Loyal WMHG readers know of my distaste for the strikeout. In last season's weekly 'Leading Off' feature, a main component was the "Ryan Howard K Counter", which chronicled his march toward plate-discipline infamy. Well, I'd be remiss if I failed to mention that a surprise player blew by him and totaled 204 K's, smashing the K record Howard set in 2007 (199). The Rhino repeated those 199 whiffs again in 2008.

All this swingin' and a missin' got me thinking: Has a guy that's played a full season ever struck out more times and reached a higher number than his batting average? While I don't actually know if that's ever happened, here are three Fantasy K studs that have come close to this dastardly feat:

Mark Reynolds - 2008

AB - 539, BA - .239, K - 204*, Differential = 35 (*New MLB Record)


Jack Cust - 2008


AB - 481, BA - .231, K - 197, Differential = 34


Rob Deer - 1991


AB - 448, BA - .179, K - 175, Differential = 4


Now, that's a lot of sucking! Hard to believe that just because these guys can hit the ball out of the park this kind of ineptness is tolerated and even rewarded. Don't they know strikeouts kill rallies? We all can name a handful of players off the top of our heads who could actually make the "strike out more than your batting average" a reality (players, other than the first two guys above). Obviously, guys like Ryan Howard and Dan Uggla come to mind, but their career BA's are just too high.
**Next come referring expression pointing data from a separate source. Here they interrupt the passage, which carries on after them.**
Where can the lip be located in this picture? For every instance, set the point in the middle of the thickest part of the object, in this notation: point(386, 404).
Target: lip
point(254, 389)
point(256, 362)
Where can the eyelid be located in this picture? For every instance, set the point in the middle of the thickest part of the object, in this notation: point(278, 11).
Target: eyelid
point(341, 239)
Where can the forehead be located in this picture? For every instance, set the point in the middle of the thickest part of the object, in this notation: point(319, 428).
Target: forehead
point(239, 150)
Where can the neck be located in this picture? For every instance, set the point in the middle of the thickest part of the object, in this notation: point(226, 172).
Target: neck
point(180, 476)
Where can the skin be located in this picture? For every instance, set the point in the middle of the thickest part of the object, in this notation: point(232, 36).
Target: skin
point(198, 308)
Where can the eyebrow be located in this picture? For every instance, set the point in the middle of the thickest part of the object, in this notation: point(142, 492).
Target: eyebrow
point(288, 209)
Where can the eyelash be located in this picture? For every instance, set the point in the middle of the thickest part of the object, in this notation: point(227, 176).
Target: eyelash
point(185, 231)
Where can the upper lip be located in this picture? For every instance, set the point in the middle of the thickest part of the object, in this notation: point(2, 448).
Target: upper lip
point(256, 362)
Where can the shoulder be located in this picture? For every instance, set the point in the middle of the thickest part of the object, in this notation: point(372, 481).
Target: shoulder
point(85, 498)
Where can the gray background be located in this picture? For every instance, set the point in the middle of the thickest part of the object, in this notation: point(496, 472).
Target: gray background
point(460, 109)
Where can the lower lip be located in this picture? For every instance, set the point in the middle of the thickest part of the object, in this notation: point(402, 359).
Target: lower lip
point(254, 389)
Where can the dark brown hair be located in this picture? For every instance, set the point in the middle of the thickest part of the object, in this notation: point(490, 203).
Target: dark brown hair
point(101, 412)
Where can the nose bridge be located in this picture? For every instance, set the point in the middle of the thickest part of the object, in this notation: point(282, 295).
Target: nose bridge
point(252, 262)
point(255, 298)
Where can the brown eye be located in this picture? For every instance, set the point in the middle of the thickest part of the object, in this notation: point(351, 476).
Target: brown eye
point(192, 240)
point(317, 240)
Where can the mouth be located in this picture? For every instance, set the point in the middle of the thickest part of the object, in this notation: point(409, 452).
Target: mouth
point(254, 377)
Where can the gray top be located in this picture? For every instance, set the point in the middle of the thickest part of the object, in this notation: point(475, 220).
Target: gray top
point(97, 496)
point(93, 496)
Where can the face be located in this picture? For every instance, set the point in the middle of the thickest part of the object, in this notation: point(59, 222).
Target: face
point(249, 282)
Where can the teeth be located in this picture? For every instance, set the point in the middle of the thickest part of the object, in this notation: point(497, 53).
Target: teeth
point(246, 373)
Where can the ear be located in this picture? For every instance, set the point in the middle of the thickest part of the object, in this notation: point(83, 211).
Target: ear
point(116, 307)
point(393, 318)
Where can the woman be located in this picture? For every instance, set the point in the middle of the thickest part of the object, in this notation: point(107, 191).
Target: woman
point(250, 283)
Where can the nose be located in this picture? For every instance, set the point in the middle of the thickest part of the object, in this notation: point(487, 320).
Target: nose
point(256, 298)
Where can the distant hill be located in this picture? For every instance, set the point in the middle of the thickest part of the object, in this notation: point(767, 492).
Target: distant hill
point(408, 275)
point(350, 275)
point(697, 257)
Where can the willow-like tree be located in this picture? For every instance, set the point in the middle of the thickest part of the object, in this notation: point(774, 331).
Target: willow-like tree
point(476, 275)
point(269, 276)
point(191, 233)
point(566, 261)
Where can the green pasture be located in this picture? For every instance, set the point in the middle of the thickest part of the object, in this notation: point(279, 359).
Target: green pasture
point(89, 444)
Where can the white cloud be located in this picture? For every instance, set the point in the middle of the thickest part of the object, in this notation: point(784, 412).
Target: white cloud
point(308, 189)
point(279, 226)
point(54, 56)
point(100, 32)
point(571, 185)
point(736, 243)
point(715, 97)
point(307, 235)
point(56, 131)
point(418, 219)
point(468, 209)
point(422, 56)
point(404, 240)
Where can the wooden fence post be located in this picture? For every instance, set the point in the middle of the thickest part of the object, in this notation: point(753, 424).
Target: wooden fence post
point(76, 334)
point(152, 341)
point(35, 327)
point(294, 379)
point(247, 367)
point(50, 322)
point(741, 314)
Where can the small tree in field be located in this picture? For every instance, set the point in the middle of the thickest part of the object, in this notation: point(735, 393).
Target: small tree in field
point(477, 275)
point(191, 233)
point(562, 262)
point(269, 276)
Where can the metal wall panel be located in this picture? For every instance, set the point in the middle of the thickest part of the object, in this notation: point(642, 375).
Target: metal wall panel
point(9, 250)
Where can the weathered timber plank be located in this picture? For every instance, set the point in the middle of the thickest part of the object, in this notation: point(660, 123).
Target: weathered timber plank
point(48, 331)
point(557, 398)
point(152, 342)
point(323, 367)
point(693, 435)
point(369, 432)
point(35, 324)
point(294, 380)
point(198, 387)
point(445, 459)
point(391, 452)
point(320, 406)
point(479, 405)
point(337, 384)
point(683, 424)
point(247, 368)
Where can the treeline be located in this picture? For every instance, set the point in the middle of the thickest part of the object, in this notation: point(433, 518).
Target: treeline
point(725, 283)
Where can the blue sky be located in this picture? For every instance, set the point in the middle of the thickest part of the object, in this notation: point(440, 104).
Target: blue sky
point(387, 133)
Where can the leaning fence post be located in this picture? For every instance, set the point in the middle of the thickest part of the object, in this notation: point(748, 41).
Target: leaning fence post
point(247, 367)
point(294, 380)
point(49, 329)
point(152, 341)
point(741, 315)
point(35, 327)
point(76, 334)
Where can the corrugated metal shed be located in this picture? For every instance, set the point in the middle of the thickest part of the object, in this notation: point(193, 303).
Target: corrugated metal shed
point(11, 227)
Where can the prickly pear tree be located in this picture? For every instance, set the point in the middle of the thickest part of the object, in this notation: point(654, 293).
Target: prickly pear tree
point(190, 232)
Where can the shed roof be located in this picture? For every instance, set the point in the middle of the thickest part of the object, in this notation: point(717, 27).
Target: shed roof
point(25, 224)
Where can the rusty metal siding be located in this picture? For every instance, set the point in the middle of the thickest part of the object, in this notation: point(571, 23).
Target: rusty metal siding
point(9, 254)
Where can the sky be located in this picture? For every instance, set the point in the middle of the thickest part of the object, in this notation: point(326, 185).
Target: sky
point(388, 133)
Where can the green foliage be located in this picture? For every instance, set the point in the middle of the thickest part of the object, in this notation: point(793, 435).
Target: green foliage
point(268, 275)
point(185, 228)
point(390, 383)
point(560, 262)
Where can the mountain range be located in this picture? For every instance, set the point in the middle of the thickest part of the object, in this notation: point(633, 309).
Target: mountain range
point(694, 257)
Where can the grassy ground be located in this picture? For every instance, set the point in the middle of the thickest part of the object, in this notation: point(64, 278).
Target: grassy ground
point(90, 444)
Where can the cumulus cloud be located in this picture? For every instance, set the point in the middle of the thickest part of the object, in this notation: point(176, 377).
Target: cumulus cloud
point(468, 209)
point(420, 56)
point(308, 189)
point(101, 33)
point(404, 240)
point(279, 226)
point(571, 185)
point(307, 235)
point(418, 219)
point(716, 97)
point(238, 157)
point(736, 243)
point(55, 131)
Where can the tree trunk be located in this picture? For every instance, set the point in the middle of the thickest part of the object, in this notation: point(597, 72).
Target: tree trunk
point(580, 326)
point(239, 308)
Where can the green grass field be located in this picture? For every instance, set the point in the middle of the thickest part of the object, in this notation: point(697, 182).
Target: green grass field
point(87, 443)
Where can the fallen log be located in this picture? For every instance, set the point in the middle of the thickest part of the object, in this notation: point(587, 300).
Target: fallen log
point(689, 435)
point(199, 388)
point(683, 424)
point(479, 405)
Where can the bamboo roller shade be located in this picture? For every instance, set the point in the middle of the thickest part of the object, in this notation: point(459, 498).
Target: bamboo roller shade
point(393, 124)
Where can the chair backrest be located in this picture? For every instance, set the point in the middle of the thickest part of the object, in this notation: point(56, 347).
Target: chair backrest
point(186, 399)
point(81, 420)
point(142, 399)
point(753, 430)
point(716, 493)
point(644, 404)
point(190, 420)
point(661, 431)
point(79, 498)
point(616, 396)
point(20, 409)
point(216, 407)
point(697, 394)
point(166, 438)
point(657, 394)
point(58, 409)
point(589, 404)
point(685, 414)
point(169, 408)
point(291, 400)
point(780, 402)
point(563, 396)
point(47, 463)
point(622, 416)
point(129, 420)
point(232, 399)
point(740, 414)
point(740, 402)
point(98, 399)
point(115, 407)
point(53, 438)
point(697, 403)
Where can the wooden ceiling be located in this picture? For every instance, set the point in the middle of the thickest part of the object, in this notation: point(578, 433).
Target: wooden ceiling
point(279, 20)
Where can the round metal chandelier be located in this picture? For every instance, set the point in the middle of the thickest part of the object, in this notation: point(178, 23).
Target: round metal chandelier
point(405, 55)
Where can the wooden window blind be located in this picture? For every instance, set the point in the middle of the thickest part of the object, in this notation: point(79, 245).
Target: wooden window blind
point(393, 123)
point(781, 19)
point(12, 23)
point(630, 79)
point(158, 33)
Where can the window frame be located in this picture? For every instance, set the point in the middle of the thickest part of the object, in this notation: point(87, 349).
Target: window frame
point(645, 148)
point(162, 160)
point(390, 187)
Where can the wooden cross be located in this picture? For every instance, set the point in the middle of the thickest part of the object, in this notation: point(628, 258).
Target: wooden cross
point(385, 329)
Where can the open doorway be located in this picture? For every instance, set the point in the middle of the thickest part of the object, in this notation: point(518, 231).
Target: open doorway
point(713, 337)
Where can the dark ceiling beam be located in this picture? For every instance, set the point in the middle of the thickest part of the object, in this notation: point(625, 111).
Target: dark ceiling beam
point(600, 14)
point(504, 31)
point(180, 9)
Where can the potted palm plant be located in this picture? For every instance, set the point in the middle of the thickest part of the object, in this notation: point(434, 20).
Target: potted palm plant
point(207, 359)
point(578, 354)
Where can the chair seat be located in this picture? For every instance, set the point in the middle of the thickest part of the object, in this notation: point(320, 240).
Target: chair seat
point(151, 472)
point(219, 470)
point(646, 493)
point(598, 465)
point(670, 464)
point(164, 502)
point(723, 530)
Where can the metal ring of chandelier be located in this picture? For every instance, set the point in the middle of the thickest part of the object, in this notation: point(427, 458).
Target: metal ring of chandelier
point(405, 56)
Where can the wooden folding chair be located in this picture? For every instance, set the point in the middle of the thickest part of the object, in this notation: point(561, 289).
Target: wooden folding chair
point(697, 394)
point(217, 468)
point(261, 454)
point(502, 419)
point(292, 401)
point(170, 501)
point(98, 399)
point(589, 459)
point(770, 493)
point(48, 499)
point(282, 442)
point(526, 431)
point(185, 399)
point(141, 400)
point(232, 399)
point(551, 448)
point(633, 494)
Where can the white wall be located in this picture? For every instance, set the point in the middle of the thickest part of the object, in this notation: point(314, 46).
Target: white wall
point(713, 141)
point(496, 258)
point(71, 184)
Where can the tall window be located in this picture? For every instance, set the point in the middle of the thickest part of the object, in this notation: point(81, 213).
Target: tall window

These guys may love whiffing more than the next guy, but I just don't see them striking out 250+ times. So, here are a few of my own personal potential candidates, in no particular order:


Adam Dunn - K's in 2008 = 164

This list couldn't be complete without him. About 170 K's per season avg and a career batting avg in the .240's means the Big Donkey can smell this record. Plus, since he's still unsigned, I'm sure he'll be extra mad next season, causing him to swing with more blind rage than ever!


Carlos Pena - K's in 2008 = 166

Carlos' career started as slow as one can start. But now that he's "established" it's easy to see how much he loves to not make contact. His 35 point dip in batting average from 2007 to 2008 leads me to believe that he's closer to a .240 hitter than a .280 hitter. The fall from there
isn't too far.


Chris Young - K's in 2008 = 153

This young man looks to be tall, lanky and 160 lbs soaking wet. I still struggle trying to figure out where his power comes from. Apparently, he just closes his eyes and swings as hard as he can. Going into his 3rd season after logging a .237 and .248 BA in his first two seasons, you can tell the force is strong in this one.